How to obtain block and node features when iterating dataloader in minbatch training

LouisDong · September 21, 2023, 4:30am

Hello! I use the GCN method to process my image data set (Cifar-10), convert each image into a node, and build a graph through knn. I read the minbatch related documentation, implemented minbatch training, and obtained good results. But I encountered some problems. When building graph data, I obtained all node features through process(), which was very time-consuming and resource-consuming. I wish to obtain the node characteristics of the subgraph while iterating the Dataloader. This is part of my code:

class GraphDataset(DGLDataset):
    super().__init__(name="image2graph")
    def process(self):
        self.get_graph(self.indices)

        images_list, augmented_list, targets_list = self.get_datasets()
        self.graph.ndata['image'] = torch.from_numpy(np.array(images_list))
        self.graph.ndata['label'] = torch.from_numpy((np.array(targets_list)))

    def __getitem__(self, i):
        return self.graph

    def __len__(self):
        return self.graph.num_nodes()

train_graph_dataset = GraphDataset()
sampler = dgl.dataloading.MultiLayerFullNeighborSampler(1)
train_graph_dataloader = dgl.dataloading.DataLoader(train_graph_dataset.graph,
                                                        torch.arange(len(train_graph_dataset)),
                                                        sampler, num_workers=p['num_workers'],
                                                        batch_size=p['batch_size'],
                                                        drop_last=True, shuffle=True)
# training
for i, (input_nodes, output_nodes, blocks) in enumerate(train_loader):
        images = blocks[0].srcdata['image'].cuda(non_blocking=True)
        ...

I will appreciate some advice. 十分感谢。

frozenbugs · September 26, 2023, 12:57pm

Do you mean leave the node feature on disk and fetch the related feature for each subgraph during the iteration?
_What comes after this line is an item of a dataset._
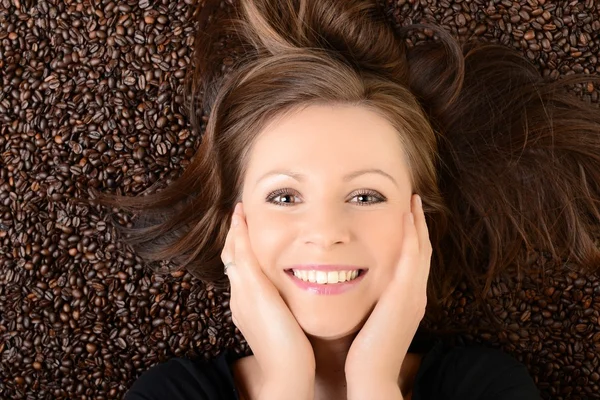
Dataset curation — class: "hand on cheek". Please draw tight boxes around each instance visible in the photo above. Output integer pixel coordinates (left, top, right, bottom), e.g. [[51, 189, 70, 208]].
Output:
[[345, 195, 432, 387]]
If so, we don’t have this type of support on dgl, but good news is, the ongoing graphbolt work aims to provide this type of support, see the example here. The work is almost done and we are in the process of wrapping up and providing documentation. If you want to try it, feel free to use our nightly build and try the alpha version.

system · October 26, 2023, 12:58pm

This topic was automatically closed 30 days after the last reply. New replies are no longer allowed.